Generating Test Fixtures

# scripts/generate_test_fixtures.py
"""
Run this script manually to generate/update cached responses for functional tests.
Requires API keys for all models being tested.
"""
from causaliq_knowledge.llm import LLMKnowledge
from pathlib import Path

CACHE_DIR = Path("tests/data/functional/cache")
TEST_EDGES = [
    ("smoking", "lung_cancer"),
    ("exercise", "heart_health"),
    ("education", "income"),
    ("rain", "wet_ground"),
]

def generate_fixtures():
    knowledge = LLMKnowledge(
        models=["groq/llama-3.1-8b-instant", "gemini/gemini-2.5-flash"],
        cache_dir=str(CACHE_DIR)
    )

    for node_a, node_b in TEST_EDGES:
        print(f"Caching: {node_a} -> {node_b}")
        knowledge.query_edge(node_a, node_b)

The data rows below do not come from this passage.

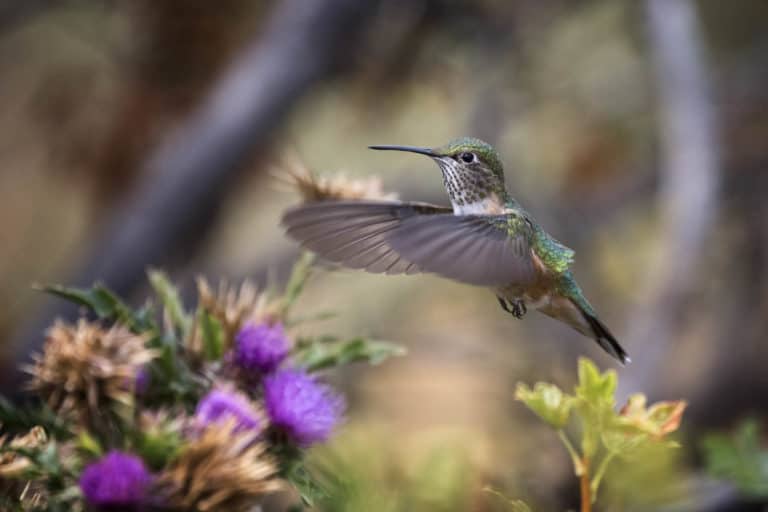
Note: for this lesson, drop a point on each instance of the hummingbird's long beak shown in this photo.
(410, 149)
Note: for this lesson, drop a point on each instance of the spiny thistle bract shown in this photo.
(171, 409)
(223, 468)
(84, 367)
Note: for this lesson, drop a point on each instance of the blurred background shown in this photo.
(145, 133)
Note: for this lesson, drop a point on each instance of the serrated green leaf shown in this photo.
(547, 401)
(328, 354)
(594, 387)
(20, 419)
(306, 485)
(104, 304)
(171, 300)
(512, 504)
(212, 334)
(89, 444)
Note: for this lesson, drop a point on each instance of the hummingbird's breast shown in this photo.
(537, 293)
(471, 193)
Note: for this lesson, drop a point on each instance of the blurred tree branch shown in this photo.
(187, 177)
(13, 12)
(688, 184)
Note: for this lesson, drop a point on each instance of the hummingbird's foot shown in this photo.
(515, 307)
(518, 309)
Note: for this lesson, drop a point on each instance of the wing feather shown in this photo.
(396, 237)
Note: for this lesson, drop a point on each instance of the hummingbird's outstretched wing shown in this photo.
(395, 237)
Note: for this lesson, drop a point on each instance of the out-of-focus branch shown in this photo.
(188, 176)
(13, 12)
(688, 183)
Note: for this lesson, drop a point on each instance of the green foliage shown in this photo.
(605, 432)
(189, 346)
(511, 504)
(17, 419)
(548, 402)
(106, 305)
(322, 353)
(740, 458)
(169, 297)
(362, 472)
(212, 335)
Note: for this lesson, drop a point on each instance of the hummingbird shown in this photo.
(484, 239)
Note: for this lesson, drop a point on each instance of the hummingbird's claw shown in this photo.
(518, 309)
(515, 307)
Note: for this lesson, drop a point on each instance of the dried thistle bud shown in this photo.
(84, 367)
(233, 307)
(312, 188)
(223, 468)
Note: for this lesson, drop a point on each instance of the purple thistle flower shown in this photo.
(117, 479)
(261, 347)
(302, 407)
(219, 405)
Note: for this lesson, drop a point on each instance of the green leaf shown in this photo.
(170, 299)
(594, 387)
(158, 447)
(212, 334)
(89, 444)
(547, 401)
(306, 485)
(512, 504)
(320, 355)
(105, 304)
(19, 419)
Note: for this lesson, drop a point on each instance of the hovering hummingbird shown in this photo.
(486, 239)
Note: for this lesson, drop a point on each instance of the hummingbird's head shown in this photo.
(472, 173)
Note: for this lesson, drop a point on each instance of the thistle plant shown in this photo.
(163, 407)
(604, 432)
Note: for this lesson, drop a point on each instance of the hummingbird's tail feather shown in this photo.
(573, 309)
(604, 338)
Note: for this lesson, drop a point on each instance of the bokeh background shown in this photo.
(146, 133)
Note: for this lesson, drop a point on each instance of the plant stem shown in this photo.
(575, 458)
(600, 472)
(584, 485)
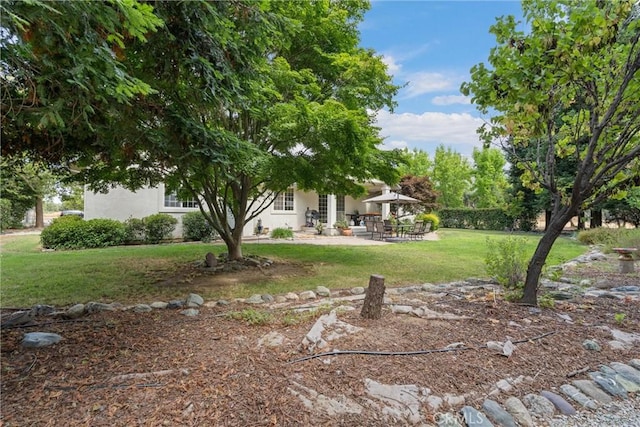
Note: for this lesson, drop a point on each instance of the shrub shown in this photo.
(196, 227)
(506, 261)
(479, 219)
(159, 227)
(134, 230)
(431, 217)
(103, 232)
(599, 236)
(282, 233)
(71, 232)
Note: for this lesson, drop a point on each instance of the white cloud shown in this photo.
(430, 129)
(392, 66)
(451, 99)
(425, 82)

    print(f"Fixtures saved to {CACHE_DIR}")

if __name__ == "__main__":
    generate_fixtures()

CI Configuration

pytest Markers

# pyproject.toml
[tool.pytest.ini_options]
markers = [
    "slow: marks tests as slow (deselect with '-m \"not slow\"')",
    "integration: marks tests requiring live external APIs",
    "functional: marks functional tests using cached responses",
]
addopts = "-ra -q --strict-markers -m 'not slow and not integration'"

GitHub Actions Strategy

Test Type When API Keys Cost
Unit Every push/PR ❌ Not needed Free
Functional Every push/PR ❌ Uses cache Free
Integration Main branch only, optional ✅ GitHub Secrets ~$0.01/run
# .github/workflows/ci.yml (conceptual addition)
jobs:
  unit-and-functional:
    runs-on: ubuntu-latest
    steps:
      - uses: actions/checkout@v4
      - name: Run unit and functional tests
        run: pytest tests/unit tests/functional

  integration:
    runs-on: ubuntu-latest
    if: github.ref == 'refs/heads/main'  # Only on main
    steps:
      - uses: actions/checkout@v4
      - name: Run integration tests
        env:
          OPENAI_API_KEY: ${{ secrets.OPENAI_API_KEY }}
        run: pytest tests/integration -m integration

Test Data Management

Directory Structure

tests/
├── __init__.py
├── unit/
│   ├── __init__.py
│   ├── test_models.py          # EdgeKnowledge, etc.
│   ├── test_prompts.py         # Prompt formatting
│   └── test_llm_providers.py   # Mocked LLM calls
├── integration/
│   ├── __init__.py
│   └── test_llm_live.py        # Real API calls
├── functional/
│   ├── __init__.py
│   └── test_edge_queries.py    # Using cached responses
└── data/
    └── functional/
        └── cache/              # Committed to git
            ├── groq/
            │   ├── smoking_lung_cancer.json
            │   └── exercise_heart_health.json
            └── gemini/
                └── ...

Cache File Format

{
  "query": {
    "node_a": "smoking",
    "node_b": "lung_cancer",
    "context": {"domain": "epidemiology"}
  },
  "model": "groq/llama-3.1-8b-instant",
  "timestamp": "2026-01-05T10:30:00Z",
  "response": {
    "exists": true,
    "direction": "a_to_b",
    "confidence": 0.92,
    "reasoning": "Smoking is an established cause of lung cancer..."
  }
}

Benefits of This Strategy

Benefit How Achieved
Fast CI Unit tests are mocked, functional use cache
Low cost Only integration tests (optional) call APIs
Reproducible Cached responses are deterministic
Realistic Functional tests use real LLM responses
Stable experiments Same cache = same results across runs
Version controlled Cache files in git track response changes

Future Considerations

Cache Invalidation for Tests

When updating test fixtures:

  1. Delete relevant cache files
  2. Run fixture generation script
  3. Review new responses
  4. Commit updated cache files

Model Version Tracking

Cache files should include model version to detect when responses might change due to model updates.

Semantic Similarity Testing

For v0.4.0+, consider testing that semantically similar queries hit cache (e.g., "smoking" vs "tobacco use" → "cancer" vs "lung cancer").